The captain pulled the bell, and the snub-nosed craft, stirring up a whirl of mud from the bottom of the river, was brought alongside the wharf.

"Where are you going to put it?" the captain called.

"Here. We'll clean this up as fast as we can. I want that cribbing all unloaded to-night, sure."

"That suits me," said the captain. "I don't want to be held up here—ought to pull out the first thing in the morning."

"All right, you can do it." Bannon turned to Peterson and Vogel (who had just reached the wharf). "You want to rush this, boys. I'll go over and see to the piling."

He hurried away, pausing at the office long enough to find the man sent by the electric light company, and to set him at work. The arc lamps had been placed, for the most part, where they would best illuminate the annex and the cupola of the elevator, and there was none too much light on the tracks, where the men were stumbling along, hindered rather than helped by the bright light before them. On the wharf it was less dark, for the lights of the steamer were aided by two on the spouting house. Before seven o'clock Bannon had succeeded in getting two more lights up on poles, one on each side of the track.

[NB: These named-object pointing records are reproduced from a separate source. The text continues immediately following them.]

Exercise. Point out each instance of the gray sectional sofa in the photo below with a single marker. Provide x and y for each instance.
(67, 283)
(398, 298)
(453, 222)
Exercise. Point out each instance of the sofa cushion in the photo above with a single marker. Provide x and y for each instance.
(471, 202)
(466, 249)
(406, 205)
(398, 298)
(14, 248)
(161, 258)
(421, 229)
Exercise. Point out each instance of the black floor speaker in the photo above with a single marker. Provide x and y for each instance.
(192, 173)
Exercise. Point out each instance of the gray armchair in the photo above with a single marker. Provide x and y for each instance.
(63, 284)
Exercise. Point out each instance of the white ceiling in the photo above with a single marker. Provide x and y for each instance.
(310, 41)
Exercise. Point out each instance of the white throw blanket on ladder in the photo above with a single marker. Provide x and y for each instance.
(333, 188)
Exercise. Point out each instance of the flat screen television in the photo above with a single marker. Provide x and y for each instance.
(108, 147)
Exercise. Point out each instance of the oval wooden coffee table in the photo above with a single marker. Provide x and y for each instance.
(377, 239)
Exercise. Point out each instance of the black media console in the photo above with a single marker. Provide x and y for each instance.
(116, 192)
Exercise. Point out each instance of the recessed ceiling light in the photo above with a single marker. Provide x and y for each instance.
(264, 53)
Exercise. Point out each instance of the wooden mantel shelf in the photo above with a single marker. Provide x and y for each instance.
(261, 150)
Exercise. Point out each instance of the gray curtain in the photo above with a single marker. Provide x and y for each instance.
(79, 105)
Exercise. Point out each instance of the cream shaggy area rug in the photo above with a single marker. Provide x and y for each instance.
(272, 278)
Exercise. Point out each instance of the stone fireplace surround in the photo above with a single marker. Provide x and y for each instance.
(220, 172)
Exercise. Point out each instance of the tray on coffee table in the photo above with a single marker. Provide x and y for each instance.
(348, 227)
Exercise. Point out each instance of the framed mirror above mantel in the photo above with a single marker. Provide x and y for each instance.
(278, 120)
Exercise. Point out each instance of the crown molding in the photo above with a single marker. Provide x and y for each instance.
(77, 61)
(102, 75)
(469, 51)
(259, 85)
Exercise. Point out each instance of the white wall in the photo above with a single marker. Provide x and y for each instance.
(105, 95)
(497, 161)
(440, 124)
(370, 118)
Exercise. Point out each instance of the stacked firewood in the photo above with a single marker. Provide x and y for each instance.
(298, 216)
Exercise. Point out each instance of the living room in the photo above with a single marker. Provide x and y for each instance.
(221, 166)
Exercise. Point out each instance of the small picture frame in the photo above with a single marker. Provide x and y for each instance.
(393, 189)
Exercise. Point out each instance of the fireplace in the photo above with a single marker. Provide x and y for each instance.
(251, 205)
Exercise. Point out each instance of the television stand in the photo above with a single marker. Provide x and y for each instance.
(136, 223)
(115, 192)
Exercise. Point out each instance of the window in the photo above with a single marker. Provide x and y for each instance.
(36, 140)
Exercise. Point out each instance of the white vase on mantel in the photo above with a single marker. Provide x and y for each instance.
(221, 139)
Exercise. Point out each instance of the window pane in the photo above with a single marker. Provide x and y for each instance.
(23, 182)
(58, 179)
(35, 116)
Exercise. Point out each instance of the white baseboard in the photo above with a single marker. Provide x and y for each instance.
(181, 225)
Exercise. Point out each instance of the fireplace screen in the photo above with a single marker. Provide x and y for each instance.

It was just at seven that the timbers suddenly stopped coming in. Bannon looked around impatiently. The six men that had brought in the last stick were disappearing around the corner of the great, shadowy structure that shut off Bannon's view of the wharf. He waited for a moment, but no more gangs appeared, and then he ran around the elevator over the path the men had already trampled. Within the circle of light between him and the C. & S. C. tracks stood scattered groups of the laborers, and others wandered about with their hooks over their shoulders. There was a larger, less distinct crowd out on the tracks. Bannon ran through an opening in the fence, and pushed into the largest group. Here Peterson and Vogel were talking to a stupid-looking man with a sandy mustache.

"What does this mean, Pete?" he said shortly. "We can't be held up this way. Get your men back on the work."

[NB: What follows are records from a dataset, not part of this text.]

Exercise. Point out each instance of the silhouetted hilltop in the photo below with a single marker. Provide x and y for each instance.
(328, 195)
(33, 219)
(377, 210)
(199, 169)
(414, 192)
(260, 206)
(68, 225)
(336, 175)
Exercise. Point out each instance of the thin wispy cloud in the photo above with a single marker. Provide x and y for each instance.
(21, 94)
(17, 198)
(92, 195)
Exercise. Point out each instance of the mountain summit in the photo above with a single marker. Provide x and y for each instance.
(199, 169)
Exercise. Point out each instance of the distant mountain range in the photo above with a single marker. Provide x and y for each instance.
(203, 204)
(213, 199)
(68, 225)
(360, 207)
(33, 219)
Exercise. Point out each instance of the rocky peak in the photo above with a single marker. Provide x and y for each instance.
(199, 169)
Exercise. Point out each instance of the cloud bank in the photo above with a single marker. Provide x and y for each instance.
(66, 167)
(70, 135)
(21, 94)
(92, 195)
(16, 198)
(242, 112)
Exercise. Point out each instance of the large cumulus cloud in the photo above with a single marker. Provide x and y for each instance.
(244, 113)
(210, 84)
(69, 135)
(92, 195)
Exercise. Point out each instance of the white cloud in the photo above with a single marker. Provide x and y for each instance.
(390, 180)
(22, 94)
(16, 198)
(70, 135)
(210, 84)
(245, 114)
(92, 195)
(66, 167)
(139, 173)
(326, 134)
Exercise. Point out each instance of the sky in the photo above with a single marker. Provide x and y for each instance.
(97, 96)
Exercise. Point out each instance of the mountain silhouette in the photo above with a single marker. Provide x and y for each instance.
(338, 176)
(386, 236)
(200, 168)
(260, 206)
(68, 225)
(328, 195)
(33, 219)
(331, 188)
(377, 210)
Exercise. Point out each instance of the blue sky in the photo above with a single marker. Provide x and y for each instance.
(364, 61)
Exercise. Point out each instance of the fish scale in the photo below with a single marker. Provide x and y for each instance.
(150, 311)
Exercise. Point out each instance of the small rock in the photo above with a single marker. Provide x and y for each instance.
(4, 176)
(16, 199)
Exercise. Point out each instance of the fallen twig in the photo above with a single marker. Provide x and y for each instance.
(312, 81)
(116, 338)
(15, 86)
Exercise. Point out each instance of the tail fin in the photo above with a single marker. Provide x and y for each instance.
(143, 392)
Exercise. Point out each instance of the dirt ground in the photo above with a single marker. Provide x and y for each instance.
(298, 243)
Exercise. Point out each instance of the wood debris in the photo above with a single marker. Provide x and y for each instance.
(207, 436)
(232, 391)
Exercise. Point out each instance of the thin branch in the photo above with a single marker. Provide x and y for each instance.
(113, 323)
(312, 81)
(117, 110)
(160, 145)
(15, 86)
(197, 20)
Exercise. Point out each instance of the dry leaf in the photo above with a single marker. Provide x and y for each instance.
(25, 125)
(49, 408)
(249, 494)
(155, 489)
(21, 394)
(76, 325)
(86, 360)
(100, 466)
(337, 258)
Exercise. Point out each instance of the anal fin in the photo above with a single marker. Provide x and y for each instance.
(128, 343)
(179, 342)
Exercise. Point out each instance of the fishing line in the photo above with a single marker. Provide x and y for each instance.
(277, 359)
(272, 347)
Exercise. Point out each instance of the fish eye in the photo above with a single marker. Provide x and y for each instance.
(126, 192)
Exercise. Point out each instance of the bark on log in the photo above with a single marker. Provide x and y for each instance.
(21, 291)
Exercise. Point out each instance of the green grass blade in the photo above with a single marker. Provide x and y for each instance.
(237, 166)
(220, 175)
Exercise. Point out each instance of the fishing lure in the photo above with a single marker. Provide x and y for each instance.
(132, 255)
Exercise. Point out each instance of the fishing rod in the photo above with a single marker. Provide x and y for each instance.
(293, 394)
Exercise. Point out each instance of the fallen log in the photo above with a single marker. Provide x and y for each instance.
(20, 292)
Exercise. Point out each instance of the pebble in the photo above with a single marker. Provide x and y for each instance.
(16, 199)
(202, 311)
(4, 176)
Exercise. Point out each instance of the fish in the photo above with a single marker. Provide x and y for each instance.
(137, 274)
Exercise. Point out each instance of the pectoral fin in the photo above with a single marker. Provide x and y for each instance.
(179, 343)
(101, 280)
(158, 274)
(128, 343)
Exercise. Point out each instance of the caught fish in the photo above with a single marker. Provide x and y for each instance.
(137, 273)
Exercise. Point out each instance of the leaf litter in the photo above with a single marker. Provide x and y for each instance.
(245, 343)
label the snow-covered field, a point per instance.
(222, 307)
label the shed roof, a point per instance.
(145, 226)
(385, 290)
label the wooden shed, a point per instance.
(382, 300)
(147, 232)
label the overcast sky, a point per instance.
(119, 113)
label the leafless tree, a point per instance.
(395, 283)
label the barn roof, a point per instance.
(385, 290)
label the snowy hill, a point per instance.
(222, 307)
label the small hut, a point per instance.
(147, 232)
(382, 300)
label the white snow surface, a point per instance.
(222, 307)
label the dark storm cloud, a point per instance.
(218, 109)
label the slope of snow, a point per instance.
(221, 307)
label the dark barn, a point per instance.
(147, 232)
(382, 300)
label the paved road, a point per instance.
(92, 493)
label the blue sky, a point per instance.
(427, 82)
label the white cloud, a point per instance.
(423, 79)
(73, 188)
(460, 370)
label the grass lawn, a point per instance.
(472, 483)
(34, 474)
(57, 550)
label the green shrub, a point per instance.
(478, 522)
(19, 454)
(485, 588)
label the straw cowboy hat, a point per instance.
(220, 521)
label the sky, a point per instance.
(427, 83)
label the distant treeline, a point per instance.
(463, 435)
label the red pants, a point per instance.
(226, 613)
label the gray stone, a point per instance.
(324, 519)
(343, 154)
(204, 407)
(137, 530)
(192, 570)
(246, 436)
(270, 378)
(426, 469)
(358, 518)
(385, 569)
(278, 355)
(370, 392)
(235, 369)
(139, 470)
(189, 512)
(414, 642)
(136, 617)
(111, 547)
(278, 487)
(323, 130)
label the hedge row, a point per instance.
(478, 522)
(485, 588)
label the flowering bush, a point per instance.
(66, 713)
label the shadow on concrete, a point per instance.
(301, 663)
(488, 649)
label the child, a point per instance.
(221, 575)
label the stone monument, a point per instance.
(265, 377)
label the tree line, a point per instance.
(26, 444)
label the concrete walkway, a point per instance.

"No, he won't," said the third man. "You can't go on with this work."

Bannon sharply looked the man over. There was in his manner a dogged authority.

"Who are you?" Bannon asked. "Who do you represent?"

"I represent the C. & S. C. railroad, and I tell you this work stops right here."


The man waved his arm toward the fence.

"You can't do that sort of business."

"What sort?"

"You look at that fence and then talk to me about what sort."

"What's the matter with the fence?"

"What's the matter with it! There ain't more'n a rod of it left, that's what."

Bannon's scowl relaxed.

"Oh," he said, "I see. You're the section boss, ain't you?"


"That's all right then. Come over here and I'll show you how we've got things fixed."

He walked across the track, followed by the section boss and Pete, and pointed out the displaced sections of the fence, each of which had been carefully placed at one side.

"We'll have it all up all right before morning," he said.

The man was running his fingers up under his cap.

"I don't know anything about that," he replied sullenly. "I've got my orders. We didn't make any kick when you opened up in one place, but we can't stand for all this."

He was not speaking firmly, and Bannon, watching him closely, jumped at the conclusion that his orders were not very definite. Probably his superintendent had instructed him to keep a close eye on the work, and perhaps to grant no privileges. Bannon wished he knew more about the understanding between the railroad and MacBride & Company. He felt sure, however, that an understanding did exist or he would not have been told to go ahead.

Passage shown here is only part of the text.